Depending on who you ask, the “Great Recession” resulting from the subprime mortgage crisis began in December 2007 and lasted about two years. So, about ten years ago, I was spending most of my work days working on loan documents for third, fourth, and sometimes fifth mortgages for a local bank who was really, really late to the mortgage boom.
Of course, the impact of this past recession was felt for years afterwards, meaning my spring 2007 HELOCS didn’t go bad until 2010 or 2012. As a result, just a few years later, I was suing and taking judgments against those same borrowers. From 2008 to 2014, I estimate that I obtained at least 500 judgments, ranging in amounts from $2,500 to $5,000,000.
As I like to say, if you were hearing from me, it was bad news.

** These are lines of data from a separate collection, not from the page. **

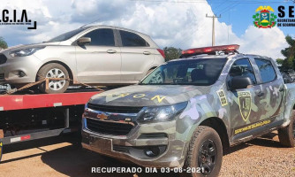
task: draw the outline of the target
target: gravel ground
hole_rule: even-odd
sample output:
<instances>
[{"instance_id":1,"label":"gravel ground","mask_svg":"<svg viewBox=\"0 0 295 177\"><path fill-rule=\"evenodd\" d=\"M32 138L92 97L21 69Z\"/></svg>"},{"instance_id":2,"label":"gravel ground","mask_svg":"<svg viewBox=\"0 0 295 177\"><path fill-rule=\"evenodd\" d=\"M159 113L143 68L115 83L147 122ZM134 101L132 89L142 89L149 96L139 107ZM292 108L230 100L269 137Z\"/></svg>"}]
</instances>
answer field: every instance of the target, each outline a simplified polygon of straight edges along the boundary
<instances>
[{"instance_id":1,"label":"gravel ground","mask_svg":"<svg viewBox=\"0 0 295 177\"><path fill-rule=\"evenodd\" d=\"M4 146L1 176L133 176L133 173L91 173L91 167L137 166L82 150L73 135ZM138 173L173 177L177 173ZM231 149L220 173L229 176L295 176L295 149L283 148L276 134Z\"/></svg>"}]
</instances>

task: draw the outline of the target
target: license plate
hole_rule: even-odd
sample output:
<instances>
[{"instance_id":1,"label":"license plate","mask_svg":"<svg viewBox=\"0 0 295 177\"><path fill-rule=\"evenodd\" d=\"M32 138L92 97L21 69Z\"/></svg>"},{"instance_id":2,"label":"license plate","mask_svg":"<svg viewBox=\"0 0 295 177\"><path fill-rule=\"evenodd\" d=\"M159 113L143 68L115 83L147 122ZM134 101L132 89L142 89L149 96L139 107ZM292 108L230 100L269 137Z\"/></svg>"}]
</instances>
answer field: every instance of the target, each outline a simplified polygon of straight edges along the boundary
<instances>
[{"instance_id":1,"label":"license plate","mask_svg":"<svg viewBox=\"0 0 295 177\"><path fill-rule=\"evenodd\" d=\"M90 146L103 150L112 150L112 140L106 138L100 138L95 136L90 136Z\"/></svg>"}]
</instances>

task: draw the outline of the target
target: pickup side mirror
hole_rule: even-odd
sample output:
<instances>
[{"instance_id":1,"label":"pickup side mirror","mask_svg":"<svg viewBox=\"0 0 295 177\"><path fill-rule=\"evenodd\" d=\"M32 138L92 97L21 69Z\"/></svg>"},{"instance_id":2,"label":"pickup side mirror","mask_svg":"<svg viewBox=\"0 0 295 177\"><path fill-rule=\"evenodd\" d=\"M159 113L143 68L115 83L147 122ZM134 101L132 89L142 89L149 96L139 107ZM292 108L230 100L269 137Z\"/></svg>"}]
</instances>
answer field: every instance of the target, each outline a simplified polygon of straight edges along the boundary
<instances>
[{"instance_id":1,"label":"pickup side mirror","mask_svg":"<svg viewBox=\"0 0 295 177\"><path fill-rule=\"evenodd\" d=\"M77 40L78 45L85 45L91 42L90 37L81 37L79 40Z\"/></svg>"},{"instance_id":2,"label":"pickup side mirror","mask_svg":"<svg viewBox=\"0 0 295 177\"><path fill-rule=\"evenodd\" d=\"M251 79L247 76L235 76L231 79L231 90L246 88L253 85Z\"/></svg>"}]
</instances>

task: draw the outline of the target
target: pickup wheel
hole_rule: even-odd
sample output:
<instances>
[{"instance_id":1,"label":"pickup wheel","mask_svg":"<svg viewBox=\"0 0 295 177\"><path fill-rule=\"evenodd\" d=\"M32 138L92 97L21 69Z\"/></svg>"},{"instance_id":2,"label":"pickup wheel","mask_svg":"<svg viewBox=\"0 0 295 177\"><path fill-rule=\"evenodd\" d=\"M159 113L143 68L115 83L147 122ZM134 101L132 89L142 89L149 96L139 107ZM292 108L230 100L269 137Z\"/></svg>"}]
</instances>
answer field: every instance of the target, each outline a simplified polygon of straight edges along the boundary
<instances>
[{"instance_id":1,"label":"pickup wheel","mask_svg":"<svg viewBox=\"0 0 295 177\"><path fill-rule=\"evenodd\" d=\"M223 162L223 145L216 131L200 126L190 142L181 176L218 176ZM194 173L200 168L200 173Z\"/></svg>"},{"instance_id":2,"label":"pickup wheel","mask_svg":"<svg viewBox=\"0 0 295 177\"><path fill-rule=\"evenodd\" d=\"M37 81L43 80L44 78L66 79L69 78L69 73L62 65L50 63L43 65L37 73ZM51 80L49 81L48 90L46 90L45 81L39 85L39 89L41 92L46 94L64 93L69 87L69 84L68 80Z\"/></svg>"},{"instance_id":3,"label":"pickup wheel","mask_svg":"<svg viewBox=\"0 0 295 177\"><path fill-rule=\"evenodd\" d=\"M278 130L278 138L282 145L292 148L295 145L295 111L292 111L291 122L286 127Z\"/></svg>"}]
</instances>

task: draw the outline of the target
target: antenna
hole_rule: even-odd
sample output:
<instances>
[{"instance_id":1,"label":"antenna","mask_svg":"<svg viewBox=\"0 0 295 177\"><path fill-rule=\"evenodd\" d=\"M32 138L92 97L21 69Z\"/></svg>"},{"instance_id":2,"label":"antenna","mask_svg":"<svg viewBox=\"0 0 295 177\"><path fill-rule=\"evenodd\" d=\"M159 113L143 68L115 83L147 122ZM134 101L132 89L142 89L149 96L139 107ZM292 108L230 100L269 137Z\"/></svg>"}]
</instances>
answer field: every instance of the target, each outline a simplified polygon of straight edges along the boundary
<instances>
[{"instance_id":1,"label":"antenna","mask_svg":"<svg viewBox=\"0 0 295 177\"><path fill-rule=\"evenodd\" d=\"M207 13L206 13L206 17L207 18L212 18L212 46L215 46L216 45L216 27L215 27L215 19L216 18L221 18L221 15L219 15L218 17L216 16L216 14L213 14L213 16L208 16Z\"/></svg>"},{"instance_id":2,"label":"antenna","mask_svg":"<svg viewBox=\"0 0 295 177\"><path fill-rule=\"evenodd\" d=\"M90 22L90 23L87 23L87 24L83 25L82 27L80 27L79 28L82 28L82 27L84 27L85 26L87 26L87 25L95 23L95 22L97 22L99 19L96 19L96 20L95 20L95 21L92 21L92 22Z\"/></svg>"}]
</instances>

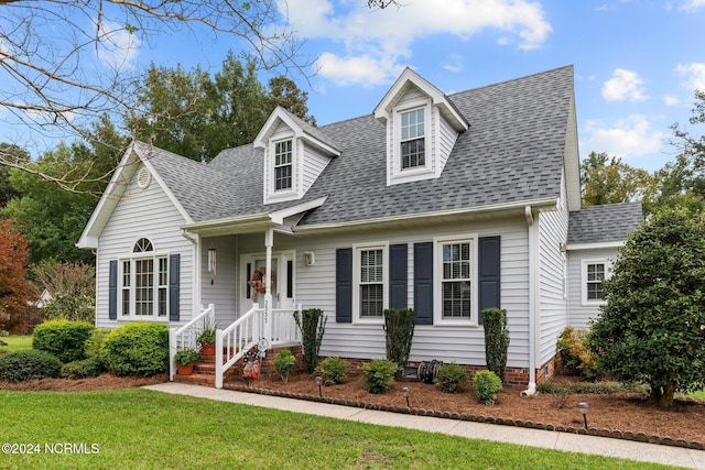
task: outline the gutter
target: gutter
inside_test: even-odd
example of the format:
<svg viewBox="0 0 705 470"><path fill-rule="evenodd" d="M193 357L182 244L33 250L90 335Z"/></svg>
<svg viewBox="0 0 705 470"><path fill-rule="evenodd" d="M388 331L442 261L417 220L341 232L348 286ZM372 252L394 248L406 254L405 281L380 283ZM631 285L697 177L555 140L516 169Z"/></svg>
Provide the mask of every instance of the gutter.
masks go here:
<svg viewBox="0 0 705 470"><path fill-rule="evenodd" d="M535 234L539 226L534 223L531 206L524 207L524 217L529 226L529 386L521 392L521 396L533 396L536 393L536 275L538 240Z"/></svg>

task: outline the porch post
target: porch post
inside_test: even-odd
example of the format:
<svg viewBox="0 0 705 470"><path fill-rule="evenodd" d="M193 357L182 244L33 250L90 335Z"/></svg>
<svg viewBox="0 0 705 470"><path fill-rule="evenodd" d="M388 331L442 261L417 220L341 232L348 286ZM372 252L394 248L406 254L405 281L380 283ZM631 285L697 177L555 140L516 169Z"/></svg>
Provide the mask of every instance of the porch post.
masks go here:
<svg viewBox="0 0 705 470"><path fill-rule="evenodd" d="M269 227L264 232L264 247L267 248L267 273L264 274L264 338L272 338L272 245L274 244L274 229Z"/></svg>

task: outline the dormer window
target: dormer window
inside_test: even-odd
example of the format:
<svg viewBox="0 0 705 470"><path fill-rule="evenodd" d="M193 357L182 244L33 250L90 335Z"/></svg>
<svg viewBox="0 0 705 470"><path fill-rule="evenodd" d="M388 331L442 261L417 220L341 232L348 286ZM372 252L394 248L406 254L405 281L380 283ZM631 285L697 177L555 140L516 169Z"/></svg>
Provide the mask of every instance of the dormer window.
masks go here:
<svg viewBox="0 0 705 470"><path fill-rule="evenodd" d="M291 140L274 144L274 190L292 188L292 145Z"/></svg>
<svg viewBox="0 0 705 470"><path fill-rule="evenodd" d="M401 113L401 170L425 166L426 138L425 138L424 109Z"/></svg>

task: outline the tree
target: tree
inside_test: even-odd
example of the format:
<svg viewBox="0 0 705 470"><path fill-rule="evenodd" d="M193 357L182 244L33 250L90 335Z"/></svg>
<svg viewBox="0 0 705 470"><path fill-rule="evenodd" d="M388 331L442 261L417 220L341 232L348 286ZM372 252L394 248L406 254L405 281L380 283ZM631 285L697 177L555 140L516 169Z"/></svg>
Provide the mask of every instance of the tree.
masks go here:
<svg viewBox="0 0 705 470"><path fill-rule="evenodd" d="M705 91L695 91L691 124L705 123ZM686 205L693 210L705 208L705 135L696 136L677 123L671 127L677 150L674 162L657 172L660 206Z"/></svg>
<svg viewBox="0 0 705 470"><path fill-rule="evenodd" d="M147 112L126 120L137 139L196 161L252 142L278 105L315 124L306 92L284 76L269 85L270 91L258 80L253 62L242 65L232 52L213 78L198 67L186 73L152 65L138 97Z"/></svg>
<svg viewBox="0 0 705 470"><path fill-rule="evenodd" d="M26 283L26 242L14 220L0 219L0 321L3 327L19 323L28 309L32 288Z"/></svg>
<svg viewBox="0 0 705 470"><path fill-rule="evenodd" d="M664 208L628 239L588 338L597 367L652 403L705 385L705 218Z"/></svg>
<svg viewBox="0 0 705 470"><path fill-rule="evenodd" d="M279 7L276 0L2 0L0 108L23 128L19 135L36 132L22 143L25 149L34 138L83 138L97 117L135 110L140 70L129 57L138 45L182 30L192 37L238 39L258 67L307 76L311 62L300 55ZM2 149L0 164L23 166Z"/></svg>
<svg viewBox="0 0 705 470"><path fill-rule="evenodd" d="M654 179L646 170L634 168L606 153L590 152L581 164L583 206L629 203L653 198Z"/></svg>

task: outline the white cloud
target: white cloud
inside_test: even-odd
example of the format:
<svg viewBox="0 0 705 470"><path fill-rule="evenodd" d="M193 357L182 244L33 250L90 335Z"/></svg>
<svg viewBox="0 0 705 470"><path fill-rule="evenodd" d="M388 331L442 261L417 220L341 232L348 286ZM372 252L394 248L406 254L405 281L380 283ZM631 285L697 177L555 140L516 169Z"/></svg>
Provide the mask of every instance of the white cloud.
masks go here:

So, with a drawer full of judgments, this is what keeps me up at night: Those judgments are only valid for ten years, and, if I haven’t collected on them, they expire.
I’m taking about Tenn. Code Ann. § 28-3-110(a)(2), which provides that actions on judgments are only valid for ten years.
So, a good rule of thumb is that, if you received a judgment against someone you haven’t been able to collect in the last ten years, go back and confirm when you were awarded that judgment. If you’re getting close to the ten year mark, you might be running out of time.
(But, not to be too dramatic, I’m going to talk about how to extend that time period soon.)